経済の実学からスタートして、ようやく全体の見取り図ができてきた数学。ただし、自分の場合は「応用数学」にしか適性ないようだ。

つまり、「数学を使って『なにかする』」分野だと、相当一生懸命に取り組める。でも「数学の思考だけを追っかける」方には、向いてないみたい。

よく分からなかった虚数(imaginary number)も、また虚数を使った複素数平面も、行列(matrix)も、「CGで使います」と教えられて急に飲み込めた。

自分の場合、スタートが経済学なので、グラフとかデータの分析ばかり考えてたけど、あれだとxy座標ーーつまり「二次元」だけでいいみたい。

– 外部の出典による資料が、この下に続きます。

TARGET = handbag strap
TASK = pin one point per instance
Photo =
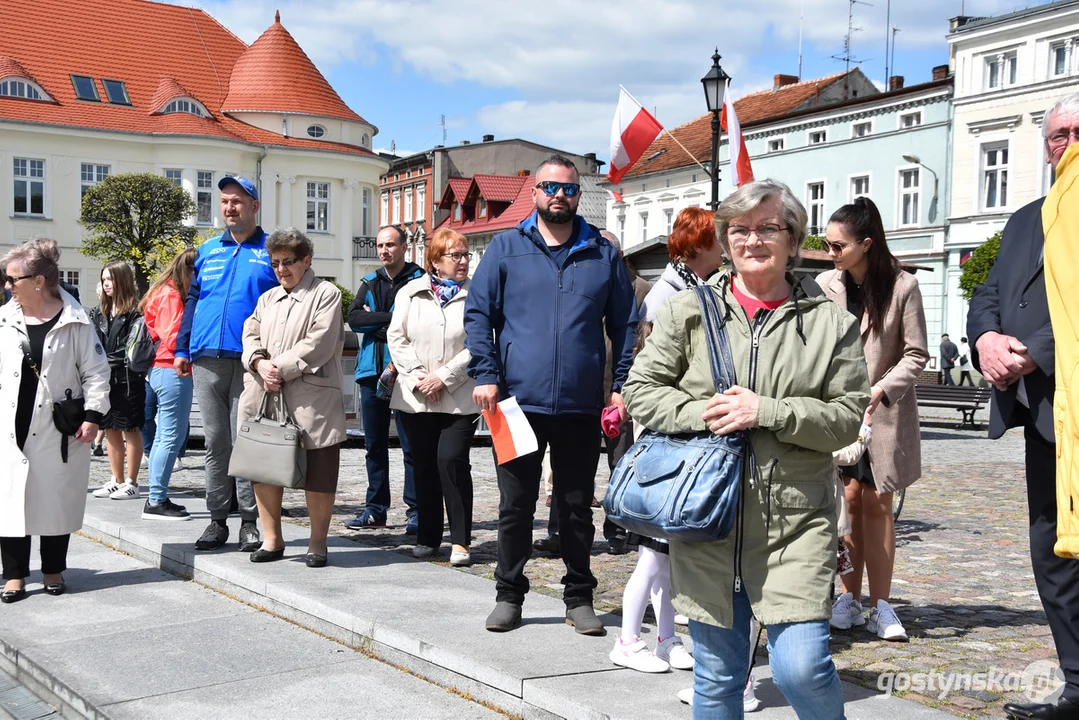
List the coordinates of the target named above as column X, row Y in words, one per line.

ところが、三次元で空間を考えようとした場合、タテ・ヨコ・奥行きを設定するため、xyzの3つの軸が必要なそう。

さらにその軸線上で円を描くとか、移動させるということをやろうとすると、どーしても+/-だけの「実数」では足りなくなるんだって。それで「実数じゃない」虚数を使う由。

こういのが、「使いみち」も含めてわかると、そーなんだー!と急に実感がわく。行列も、xyzの3つ以上の座標軸があるんだから、3点以上をわかるようにしなきゃ、というのでハハーンと(^∇^)。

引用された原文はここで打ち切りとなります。